Les cordes à linge
raphaeld
Il m’arrive de repenser au bâtiment de mon enfance et aux bruits qui régnaient à l’intérieur. C’était l’une de ces ruches criblées de centaines de viviers, de petits enclos dans lesquels s’entassaient des familles à la fin de la journée. Des bouts de vie se mêlaient en cacophonie le long des couloirs, les tragédies s’y fondaient dans les éclats de rire. Il y avait là tout une palette d’émotions brutes qui ricochaient sur la peinture écaillée, arrachaient sa froideur au métal des rambardes. Une mine de tranches de vies à partir desquelles on eût pu reconstituer en les assemblant avec minutie un portrait convaincant de l’humanité.
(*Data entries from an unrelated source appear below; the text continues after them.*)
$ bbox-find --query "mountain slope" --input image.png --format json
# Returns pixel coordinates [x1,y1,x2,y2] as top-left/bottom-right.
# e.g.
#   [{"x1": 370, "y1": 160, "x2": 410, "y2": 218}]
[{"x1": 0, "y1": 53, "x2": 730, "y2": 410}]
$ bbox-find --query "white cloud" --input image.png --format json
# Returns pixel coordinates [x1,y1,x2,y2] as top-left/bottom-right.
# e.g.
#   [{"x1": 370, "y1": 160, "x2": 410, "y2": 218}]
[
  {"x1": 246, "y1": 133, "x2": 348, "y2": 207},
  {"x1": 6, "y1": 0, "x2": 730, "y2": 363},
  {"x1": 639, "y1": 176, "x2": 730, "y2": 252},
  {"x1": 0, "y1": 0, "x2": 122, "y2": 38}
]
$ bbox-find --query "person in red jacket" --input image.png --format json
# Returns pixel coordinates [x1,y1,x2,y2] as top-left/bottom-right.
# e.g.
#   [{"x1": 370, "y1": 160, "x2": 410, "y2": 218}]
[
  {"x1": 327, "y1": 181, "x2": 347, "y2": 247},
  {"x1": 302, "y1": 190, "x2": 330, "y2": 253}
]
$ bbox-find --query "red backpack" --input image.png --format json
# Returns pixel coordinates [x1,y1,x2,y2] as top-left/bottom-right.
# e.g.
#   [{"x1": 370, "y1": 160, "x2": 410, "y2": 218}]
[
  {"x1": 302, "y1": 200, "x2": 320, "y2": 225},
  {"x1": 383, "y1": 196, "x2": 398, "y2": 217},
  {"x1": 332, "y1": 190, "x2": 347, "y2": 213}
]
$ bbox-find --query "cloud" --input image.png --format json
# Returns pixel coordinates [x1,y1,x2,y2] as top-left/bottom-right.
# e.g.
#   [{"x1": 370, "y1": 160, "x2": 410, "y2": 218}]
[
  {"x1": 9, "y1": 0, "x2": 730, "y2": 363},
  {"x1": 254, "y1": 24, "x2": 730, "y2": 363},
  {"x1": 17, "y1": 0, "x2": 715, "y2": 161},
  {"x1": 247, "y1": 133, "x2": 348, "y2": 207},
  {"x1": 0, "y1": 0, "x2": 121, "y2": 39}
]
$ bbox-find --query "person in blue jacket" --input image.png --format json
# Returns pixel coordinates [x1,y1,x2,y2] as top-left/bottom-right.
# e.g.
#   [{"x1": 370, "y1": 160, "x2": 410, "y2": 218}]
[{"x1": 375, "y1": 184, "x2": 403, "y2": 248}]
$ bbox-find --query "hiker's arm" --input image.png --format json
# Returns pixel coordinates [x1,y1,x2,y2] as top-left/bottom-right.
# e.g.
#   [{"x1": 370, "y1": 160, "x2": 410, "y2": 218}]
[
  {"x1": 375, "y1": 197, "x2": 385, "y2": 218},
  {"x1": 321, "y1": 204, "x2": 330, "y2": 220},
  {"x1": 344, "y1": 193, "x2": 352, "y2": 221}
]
Les soirs d’été la morne façade se parait de centaines de vêtements. Au coucher du soleil ils flottaient jusqu’aux pieds des nuages… Tout le quartier maquillait ses défauts, voilait ses rides... Le mioche que j’étais jouait avec son vieux ballon crevé sous ces cathédrales de bouts de tissus. Les cordes à linge vibraient d’épopées de tous les horizons, il suffisait de prêter l’oreille… De temps en temps en attendant les copains j’essayais de voir jusqu’où montaient ces fils tendus aux balcons. Je n’ai jamais pu les compter. Alors à la place je les examinais un à un, je les écoutais… Puis je revenais au mien et à mes deux slips qui se balançaient naïvement à côté des fringues de papa et maman. J’avais du chemin à parcourir encore, et une infinité de possibilités s’ouvraient à moi. Autant que de cordes à linge sur mon bâtiment. J’étais à l’embranchement, il me suffisait de choisir une corde en particulier et de me laisser glisser jusqu’au bout.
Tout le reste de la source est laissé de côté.